Vibhuti Garg, Director South Asia at the Institute for Energy Economics and Financial Analysis, said: “It is encouraging to see the national generation adequacy plan taking shape. India has made remarkable progress in expanding renewable energy capacity, with clean sources now accounting for more than 50% of installed capacity.
However, the real test lies not in capacity addition, but in how effectively this generation is utilised. Currently, over 37 GW of renewable energy capacity remains stranded—highlighting gaps in planning, integration, and grid readiness.
This underscores the urgent need to shift focus from merely adding capacity to ensuring efficient evacuation and utilisation. Strengthening transmission infrastructure and aligning it with demand centres is critical. As supply and demand increasingly diverge geographically, coordinated planning becomes essential.”
The report also notes that renewable energy generation is becoming more geographically dispersed, increasing the need for robust transmission networks to connect generation hubs with consumption centres.
India Power Capacity 2035-36 Needs Massive Storage Push
Energy storage emerges as the single most critical enabler of India’s clean energy transition.
The plan estimates that India will require 174 GW / 888 GWh of energy storage capacity by 2035-36, including battery storage and pumped hydro.
However, the current pipeline is far from sufficient:
- Only 10.6 GW of battery storage is under construction
- Additional capacity remains in tendering or early planning stages
This gap between projected need and current deployment highlights a major financing and policy challenge.
The report also emphasises that solar-plus-storage systems are emerging as an alternative, particularly for meeting peak demand during non-solar hours, but are yet to fully replace coal-based baseload generation.
India Power Capacity 2035-36 and Energy Security
The timing of the plan is significant, coming amid global energy market disruptions and geopolitical tensions.
Vibhuti Garg noted:“At a time when India remains exposed to global fuel supply disruptions due to geopolitical tensions, accelerating renewable energy integration is not just a climate imperative—it is an economic and energy security necessity.”
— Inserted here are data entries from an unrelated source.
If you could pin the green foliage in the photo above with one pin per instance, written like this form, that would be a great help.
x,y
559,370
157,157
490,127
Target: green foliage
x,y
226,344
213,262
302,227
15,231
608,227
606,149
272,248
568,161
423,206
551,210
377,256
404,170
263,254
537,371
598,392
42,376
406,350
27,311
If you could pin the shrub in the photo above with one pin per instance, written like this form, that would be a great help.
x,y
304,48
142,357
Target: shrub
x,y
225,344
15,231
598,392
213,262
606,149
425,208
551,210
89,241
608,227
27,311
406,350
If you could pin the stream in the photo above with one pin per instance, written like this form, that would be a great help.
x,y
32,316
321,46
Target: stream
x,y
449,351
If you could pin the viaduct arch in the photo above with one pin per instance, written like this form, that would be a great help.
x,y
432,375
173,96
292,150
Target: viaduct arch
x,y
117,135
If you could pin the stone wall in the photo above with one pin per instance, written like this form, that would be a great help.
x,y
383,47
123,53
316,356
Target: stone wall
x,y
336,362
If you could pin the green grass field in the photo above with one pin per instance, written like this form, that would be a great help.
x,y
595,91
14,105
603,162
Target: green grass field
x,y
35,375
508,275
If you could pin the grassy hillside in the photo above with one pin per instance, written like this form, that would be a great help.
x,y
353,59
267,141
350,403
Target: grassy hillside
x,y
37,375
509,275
The report positions renewable energy not just as a climate solution, but as a strategic tool for reducing dependence on imported fuels.
EVs and Data Centres as New Demand Drivers
The plan also identifies electric vehicles and data centres as emerging sources of electricity demand.
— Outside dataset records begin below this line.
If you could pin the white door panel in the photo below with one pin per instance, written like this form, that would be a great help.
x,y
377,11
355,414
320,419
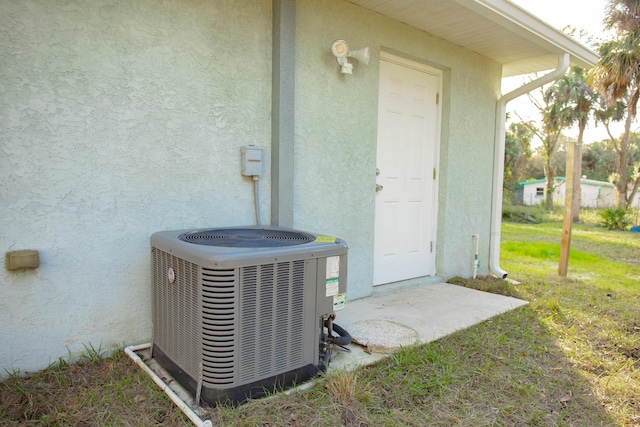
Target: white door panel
x,y
408,126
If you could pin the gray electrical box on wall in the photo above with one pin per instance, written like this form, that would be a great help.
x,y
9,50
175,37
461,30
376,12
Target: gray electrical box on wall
x,y
251,161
These loads are expected to be geographically concentrated, requiring careful coordination between energy supply and demand planning.
Vibhuti Garg added: “This challenge will intensify with the rise of new demand drivers such as electric vehicles and data centres. These loads are often geographically concentrated, making it even more important to strategically plan clean energy supply in tandem with demand clusters.”
India’s power sector is entering a defining decade.
The National Generation Adequacy Plan makes it clear that the country is on track to build one of the world’s largest clean energy systems. But it also underscores that capacity alone is not enough.
The real transition will depend on:
- Grid infrastructure
- Energy storage deployment
- Demand-side planning
- Policy alignment with emerging technologies
As the report emphasises, the goal is not just to expand capacity, but to ensure a reliable, resilient, and cost-effective power system capable of meeting India’s rapidly growing electricity demand.